St Andrews Primary School Oval
St Andrews Day 2007
I don’t know what sort of a big brother I have been.
Families, to coin a bland phrase, can be difficult. Ours was. And by my reckoning, they go one of two ways in the face of trouble. They either pull together and fight the struggle collectively or they fly apart. We flew apart.
I feel this emotional distance when Richard and I get together. I love him a lot. I know he loves me. But there is a space in there that I think we both find difficult to bridge. Some shit’s gone down and it hasn’t been sorted, or at least, sorted enough.
We are different in many ways. I went to uni, he didn’t. He’s technically savvy, I’m clueless around electronics and mechanicals. I’ve had two kids, he has none. He was awarded an ARIA, I completed a doctoral degree.
We do, however, share a deep love of music. Somewhere along the way Richard heard a call to follow his muse and has dedicated his life to sound. He runs his own ultra-cool, analogue recording studio, plays guitar, sings, writes and has been a member of a number of outstanding bands. He is one of Australia’s top drummers, but has to hold down a day job to eat. So he works as a welder during the day, and then does night shifts in his studio, at band rehearsals or at gigs. He takes his situation on the chin and rarely complains about it, even though his double life exhausts him.
He joined a trio I formed in 1988 but three years later it broke up and since then we haven’t played together all that much. So it was a big deal in my heart when he responded enthusiastically to my studiously low key suggestion that he and I form a scratch band to play at the St Andrews Festival in 2007.
This festival is an annual day of fundraising organised by the parents’ committee at my kids’ primary school. The day centres around a series of local performers playing on the tray of a semi-trailer parked on the footy oval. No matter who performs, however, the headline act every year is always the massive, end-of-the-night, fireworks display.
Richard’s partner at the time was also his musical co-conspirator. Together he and Sarah-Jane made up two thirds of the mighty Princess One Point Five. On St Andrews Day they also formed the core of our little schoolyard scratch band, a natty tree-piece I christened, A Nasty Sort of Person. Our set list was a ragged mix of unlikely covers and Princess One Point Five originals. We had one short rehearsal on the morning of the gig and boldly declared ourselves ready to take to the stage.
The song I remember most from that day was You, Sarah-Jane’s most perfect piece of power pop. It should have been a world-wide smash with its tight and punchy arrangement and gorgeously fruity melody. But today it travelled no further than our audience of locals seated on the grass in front of us, and the wooded hills behind the Diamond Creek, the backdrop to our stage.

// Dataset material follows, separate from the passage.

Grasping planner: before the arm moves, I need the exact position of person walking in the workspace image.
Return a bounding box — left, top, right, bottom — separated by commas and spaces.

I remember a moment before Richard counted us into the song. I looked over to the drum kit and saw him between the cymbals, eyes wide, panting and grinning maniacally. He was having a ball. Once the song’s staccato introduction settled into a groove I allowed myself to close my eyes and feel into our brotherly rhythm section. I found myself in the middle of something I hadn’t realised I’d been missing, and I did my best to breathe it in.
I guess we sounded as good as one might expect after a single rehearsal. It might be said that we performed with a ‘playful abandon’. But I could hear something else within the rough edges of the music that felt really solid, together and in time. Like we were pulling together. I hope he heard it too.